Planners' described using training materials written at lower reading levels as an intentional strategy to enhance promotoras' understanding reflected application of the principles of matching materials to the reading level of the target audience (Stableford & Mettger, 2007). Past research recommended writing health materials at a fifth- to sixth-grade level (Meade McKinney, & Barnas, 1994); however, the content analysis of the promotoras' training materials revealed that more materials were written at a high school or college reading level. Depending on the promotoras' literacy levels, the materials may have been too difficult to comprehend, which may have negatively affected the program if those teaching the information did not understand the health-related content. Program planners and promotora trainers should gauge the health workers' understanding of the health materials prior to their delivery of the health curriculum.
Limitations
This study was conducted with a relatively small convenience sample, and the findings cannot be considered representative or comprehensive.
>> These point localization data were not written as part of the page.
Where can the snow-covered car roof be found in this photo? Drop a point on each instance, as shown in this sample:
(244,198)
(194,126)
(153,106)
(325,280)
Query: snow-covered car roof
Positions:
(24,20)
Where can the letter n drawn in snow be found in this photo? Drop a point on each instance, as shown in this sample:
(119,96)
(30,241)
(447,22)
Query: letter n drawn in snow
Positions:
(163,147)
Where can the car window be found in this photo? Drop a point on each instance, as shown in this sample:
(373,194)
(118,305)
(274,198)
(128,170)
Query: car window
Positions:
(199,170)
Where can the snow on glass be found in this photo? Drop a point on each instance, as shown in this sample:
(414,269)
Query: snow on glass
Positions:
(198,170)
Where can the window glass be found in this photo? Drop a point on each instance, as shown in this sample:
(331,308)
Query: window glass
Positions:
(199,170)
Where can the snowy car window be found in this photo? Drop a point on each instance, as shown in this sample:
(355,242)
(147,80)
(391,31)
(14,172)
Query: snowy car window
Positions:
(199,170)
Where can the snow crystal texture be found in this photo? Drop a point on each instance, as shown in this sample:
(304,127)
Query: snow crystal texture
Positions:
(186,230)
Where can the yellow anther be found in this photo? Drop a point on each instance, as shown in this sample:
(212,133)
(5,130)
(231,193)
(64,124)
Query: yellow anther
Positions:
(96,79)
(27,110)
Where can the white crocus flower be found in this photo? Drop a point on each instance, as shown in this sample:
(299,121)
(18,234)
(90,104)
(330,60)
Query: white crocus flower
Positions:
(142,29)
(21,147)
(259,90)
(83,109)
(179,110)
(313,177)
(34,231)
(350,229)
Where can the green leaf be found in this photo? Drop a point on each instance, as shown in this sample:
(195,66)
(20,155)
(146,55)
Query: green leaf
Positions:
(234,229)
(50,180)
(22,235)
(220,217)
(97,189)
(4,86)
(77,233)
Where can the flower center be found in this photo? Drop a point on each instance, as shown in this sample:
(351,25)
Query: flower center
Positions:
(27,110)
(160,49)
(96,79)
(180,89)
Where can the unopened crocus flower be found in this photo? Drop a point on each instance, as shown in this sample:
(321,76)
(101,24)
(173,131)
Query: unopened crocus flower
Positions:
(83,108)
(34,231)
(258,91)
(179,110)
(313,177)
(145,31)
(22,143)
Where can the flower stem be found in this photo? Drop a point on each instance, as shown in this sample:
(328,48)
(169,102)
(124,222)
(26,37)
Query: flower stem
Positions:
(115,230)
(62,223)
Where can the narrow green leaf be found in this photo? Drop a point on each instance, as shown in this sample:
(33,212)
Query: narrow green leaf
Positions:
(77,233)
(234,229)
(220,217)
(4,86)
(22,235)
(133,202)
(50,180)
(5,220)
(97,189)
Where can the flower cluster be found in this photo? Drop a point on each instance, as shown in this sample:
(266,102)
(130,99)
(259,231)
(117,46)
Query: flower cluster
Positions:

We included only 12 of the 24 interviews from program planners who submitted their curricula for review. As a result, program planners in states that require promotoras to be credentialed were excluded from this analysis. The sample included only those training curricula submitted by interview participants and was overrepresented by university and university-CBO–based program planners. The readability assessment was limited by the utilization of a select number of readability instruments to evaluate the reading level of the curricula. Readability instruments rely solely on word/sentence count and number of polysyllabic words to determine reading difficulty and do not consider images and layout, which may be associated with readability and people's comprehension of information (Friedman & Hoffman-Goetz, 2006).
Conclusions
Training is a crucial element of promotora programs because it prepares such community workers to deliver health programs to populations who may have no other form of health care (O'Brien et al., 2009). This study explored training activities and curricula to better understand the training processes. Study findings suggest that before the training sessions commence, planners should measure training materials' language and readability levels and pilot test the curriculum with the promotoras to ensure that they understand and feel comfortable teaching the material to program participants. After the initial training, researchers could examine the relationship between trainers and promotora-training knowledge and skill-related outcomes to identify any differences on training outcomes based on who led the training sessions. Researchers could also examine which skill-building activities best prepare promotoras for delivering health programs. After the initial promotora training, program planners should provide feedback and offer further, supervised training to promotoras to support and enhance their skills to deliver health programs (Centers for Disease Control and Prevention, 1998). This may, in turn, enhance their ability to teach participants how to prevent and manage chronic and life-threatening diseases (Stableford & Mettger, 2007).
Footnotes
Note: The Spanish term promotora de salud is the feminine form of the term health promoter. We opted to use promotora rather than the masculine promotor, given that this research focused on Hispanic women's health programs.